By Sgt. 1st Class Christopher DeHart, U.S. Army NorthMarch 20, 2013
FORT SAM HOUSTON, Texas (March 20, 2013) -- Senior noncommissioned officers from U.S. Army North (Fifth Army) gathered recently at the command's Main Conference Room in the historic Quadrangle here, to discuss the importance of being directly involved in the professional development of their Soldiers.
Teaching, coaching and mentoring are not new concepts for Army North's enlisted leaders; however, as the Army continues to adjust following the completion of its mission in Iraq and the winding down of operations in Afghanistan, Army leaders are emphasizing the importance of standards and integrated training.
Much of the responsibility for ensuring those standards are known, understood and met will, naturally, fall upon noncommissioned officers, known as NCOs, the "backbone of the Army."

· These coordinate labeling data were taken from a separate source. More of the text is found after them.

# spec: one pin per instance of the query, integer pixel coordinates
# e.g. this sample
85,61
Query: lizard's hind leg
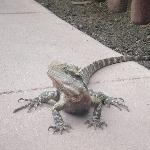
97,101
44,97
60,126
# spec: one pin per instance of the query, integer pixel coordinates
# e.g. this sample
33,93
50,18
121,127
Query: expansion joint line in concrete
19,13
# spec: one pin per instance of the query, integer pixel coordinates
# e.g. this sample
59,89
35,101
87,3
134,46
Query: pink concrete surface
28,42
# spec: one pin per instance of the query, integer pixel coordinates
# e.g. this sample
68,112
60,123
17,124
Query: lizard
72,94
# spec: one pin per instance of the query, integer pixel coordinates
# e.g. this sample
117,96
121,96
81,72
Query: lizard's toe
117,102
96,123
60,129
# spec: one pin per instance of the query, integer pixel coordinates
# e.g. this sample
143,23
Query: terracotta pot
140,11
117,5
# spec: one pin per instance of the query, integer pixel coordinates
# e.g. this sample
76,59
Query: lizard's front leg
60,126
38,101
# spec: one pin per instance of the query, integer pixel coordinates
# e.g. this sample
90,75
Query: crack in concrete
121,80
22,91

"Normally, the information flow is more than adequate to keep noncommissioned officers informed," said Command Sgt. Maj. Hu Rhodes, Army North, who gathered his senior enlisted leaders to discuss the way ahead. "However, there is so much going on; we need to take the time to add fidelity."
The growth of the profession, of being a Soldier, is greatly enhanced when leaders interact with one another, said Rhodes, adding that Lt. Gen. William Caldwell IV, the commanding general of Army North and senior commander of Fort Sam Houston and Camp Bullis, talks to him every day about the command's noncommissioned officers and their importance to the command in accomplishing its missions.

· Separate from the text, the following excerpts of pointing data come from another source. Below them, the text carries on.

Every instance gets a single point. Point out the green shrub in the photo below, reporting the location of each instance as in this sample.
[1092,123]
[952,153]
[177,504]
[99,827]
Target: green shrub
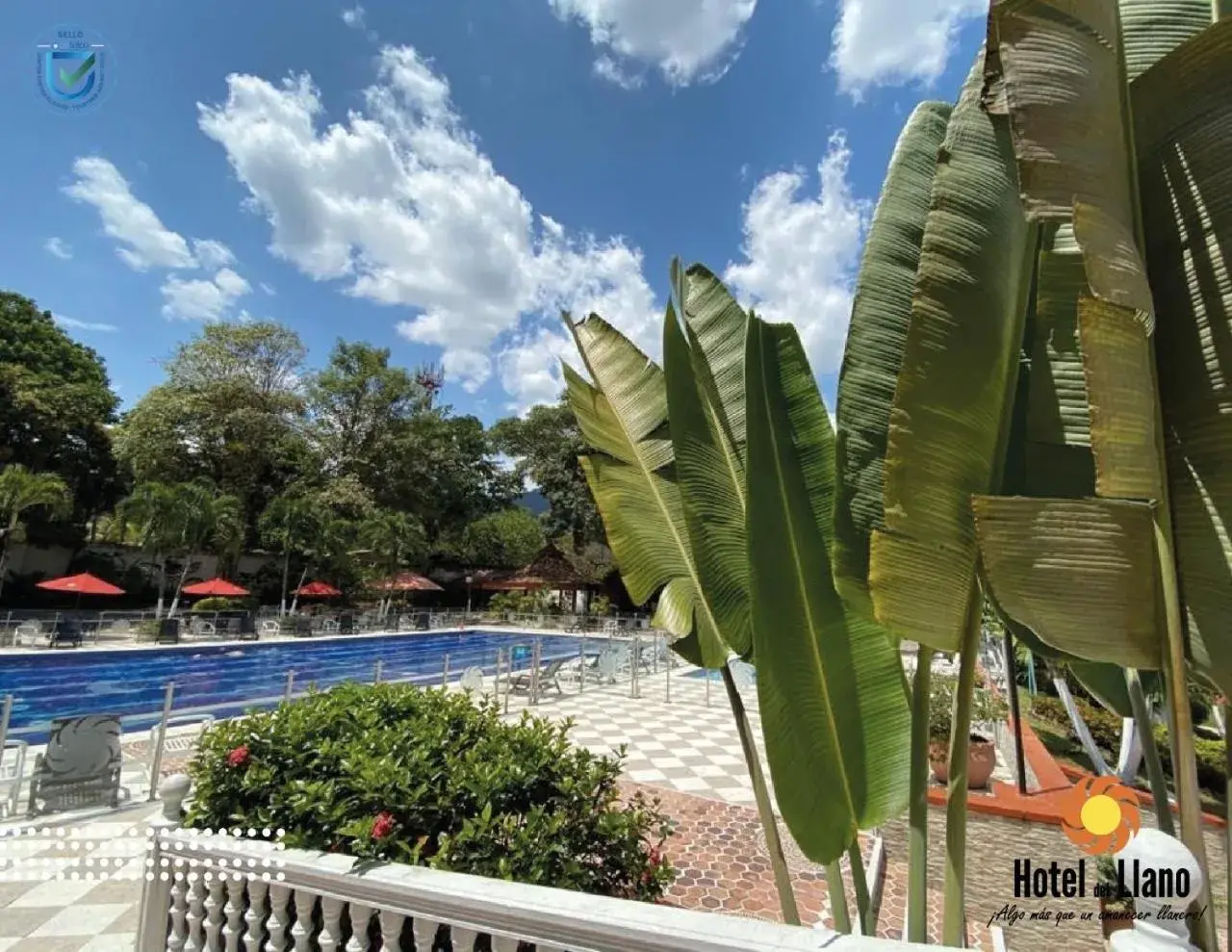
[1104,726]
[986,708]
[217,604]
[1209,754]
[399,774]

Holding leaders accountable for "growing" their Soldiers professionally is the key to success, said Command Sgt. Maj. Alvin Chaplin Sr., Headquarters and Headquarters Battalion, Army North. And regardless of the methodology used, he said direct interaction is essential.
"You can't beat engaged leaders," said Chaplin. "It is important that leaders guide their Soldiers and keep them informed on what is happening in our Army."
Rhodes' spoke with his enlisted leaders about two of the priorities as given by Sgt. Maj. of the Army Raymond Chandler III: the Army Career Tracker and the Noncommissioned Officer Efficiency Report, or NCOER. He shared his insights on the proposed changes and the importance of understanding the SMA's guidance and intent.
The Army Career Tracker is a Web-based leader development tool deployed in 2011. It integrates training, assignment history, formal/informal education paths and is accessed through Army Knowledge Online. Soldiers can use the ACT to map out their career paths to maximize their growth potential and perform career-development related activities, according to information on Army.mil.
"The expectations are to know what the career tracker is and what it can do," Rhodes said. "You must use this tool and develop a plan for yourself, and you must train your Soldiers to become proficient with it as well."
Along with familiarity with the tracker, another "key to success" is staying up to date on the Structured Self-Development, SSD, courses, which is Web-based training that enhances previously acquired skills, knowledge, behaviors and experience. One of the key points of significance in the Structured Self-Development is that it is also a prerequisite for attending noncommissioned officer education system courses.
Although it can prove challenging to access the SSD courses at times, and it is a matter of dedicating the time to the online training, it is vital for Soldiers to persevere and complete it.
The second item Rhodes discussed involved the proposed changes to the noncommissioned officer evaluation report, which are intended to align the document with current leadership doctrine and to reduce the potential for "inflation" of the evaluations themselves.
The proposed changes include a requirement for the senior rater to counsel the rated individual twice during the rating period. In this, the senior rater's focus is on the rated NCO's potential. The rater would continue to focus on the individual's performance. The reviewer would focus on the accuracy of the content and whether the written bullets match the blocks as marked.
He also spoke of how the proposed changes would vary at the different ranks. For sergeants and staff sergeants, there would be only two check blocks under leader attributes -- meet or does not meet. For sergeant first class, master sergeant and first sergeant, it will be the same but the senior rater profile will be included, he said. And for sergeant major and command sergeant major, there will be no blocks, only space for narrative.
It is imperative for all NCOs to "get on board," said Rhodes, adding that "the requirements have been codified and the enlisted leaders must get their Soldiers intimately involved with the systems.
Many of the gathered senior leaders served in the early 1990s, when the Army also readjusted its focus and force structure following Desert Storm and Desert Shield.
One of the gathered leaders, 1st Sgt. Anthony Walls, Headquarters Support Company, HHBN, Army North, said it is important that Soldiers understand the necessity of pending changes and that he believes it will serve as a "reality check" for some.
"There are no surprises coming with these changes," said Walls, "and while the systems take time to implement, you should devote the time to getting them done."
He said it was good to hear Rhodes' guidance on ensuring Soldiers understand the importance of doing the right things and in keeping themselves up-to-date.
"I'm very proud of us and what we do," said Rhodes. "We are getting the missions done -- and the missions are important to the American people."
Rhodes said it is vital that Soldiers embrace their chosen profession.
"I want them to realize that if we don't treat the Army as a profession," he said, "it will be one in name only."